Thirty years ago China may have turned to global development banks for help cleaning up surging bad debts. In 2015, it’s tapping Internet billionaire Jack Ma.
Ma’s Alibaba Group Holding Ltd. will cooperate with the biggest state-owned loan restructurer to dispose of more than 4 billion yuan ($645 million) of nonperforming assets on its online shopping platform Taobao. China Cinda Asset Management Co., which announced the tieup with Ma last week, saw profits rise 32 percent to a record in 2014.
China’s nonperforming loans climbed by an unprecedented 140 billion yuan in the first quarter to 982.5 billion yuan, the most since 2008 and almost the size of Vietnam’s economy. UBS Group AG and Standard Chartered Plc. are among companies that bought stakes in Cinda before its 2013 public share sale as a stepping stone into the distressed asset market. Cinda’s market value of $23 billion is now larger than KKR & Co.’s $19.1 billion.
“The volume of bad loans in the economy has reached the point where the banks need to be innovative,” said Simon Gleave, a partner in charge of KPMG Llp.’s Asia-Pacific financial services practice in Beijing. “A lot of expertise resides with the asset-management companies and banks have to decide what’s the best way to maximize value.”
New player
A Taobao spokesman, who asked not to be identified, said the company is “very excited” by the cooperation designed to create an Internet-based nonperforming assets market and allow users to invest on a national scale. Two calls and an e-mail to Cinda’s investor relations department went unanswered.
Cinda already sold two bad loans on Alibaba’s retail site Taobao in April for a combined 24.5 million yuan, according to a China Banking Regulatory Commission statement at the time. Four more were auctioned last month for 31.4 million yuan.

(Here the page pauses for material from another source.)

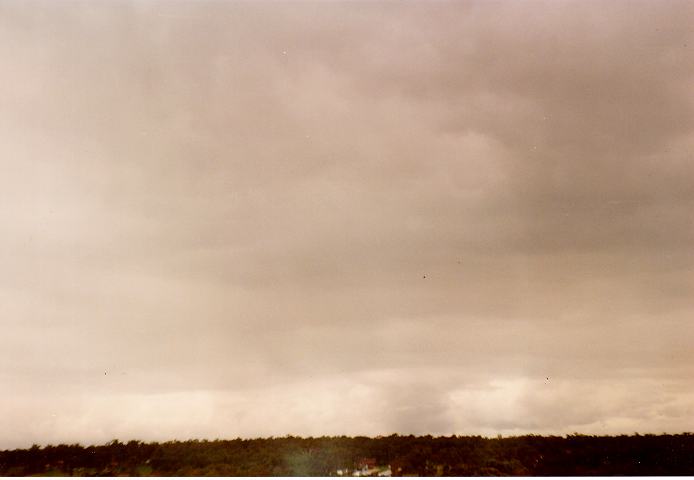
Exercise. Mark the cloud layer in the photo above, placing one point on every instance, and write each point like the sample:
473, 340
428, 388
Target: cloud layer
225, 219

One of the soured loans auctioned in May was originally from Agricultural Bank of China Ltd. with a clothing company in the eastern Zhejiang province as the debtor. Cinda disclosed details such as the name of the borrower, the principal amount, accrued interest and guarantors of the loan on Taobao. Bidders were advised to look at the loan documents and check the collaterals before auction. Both individuals, as well as institutions, were allowed to bid.
Price discovery
“Alibaba’s online loan auction platform broadens the investor base for bad loans and, therefore, will lead to better price discovery for distressed assets,” said Liao Qiang, a banking analyst at Standard & Poor’s in Beijing.
The legal complexities involved in unwinding such debts and the need to divulge information publicly may limit growth in online auctions, according to KPMG’s Gleave.
“Alibaba’s auction site is just a market place,” he said. “Whether that’s a good way to trade bad debts is still to be seen.”
As banks rush to sell troubled assets, the supply of bad loans on the market is outpacing demand, leading to a fall in prices, according to Victor Jong, a partner in PricewaterhouseCoopers Llp.’s business recovery services practice in Shanghai. Compared with the 30 to 40 cents on the dollar banks got for their bad debt between 2001 and 2007, prices have dropped to less than 10 cents in some cases, Jong said.
That’s contributing to the record profits among the asset- management firms. Cinda recorded net income of 11.9 billion yuan last year. Its shares have jumped about 26 percent over the last 12 months, beating a 19-percent advance in the benchmark Hang Seng index.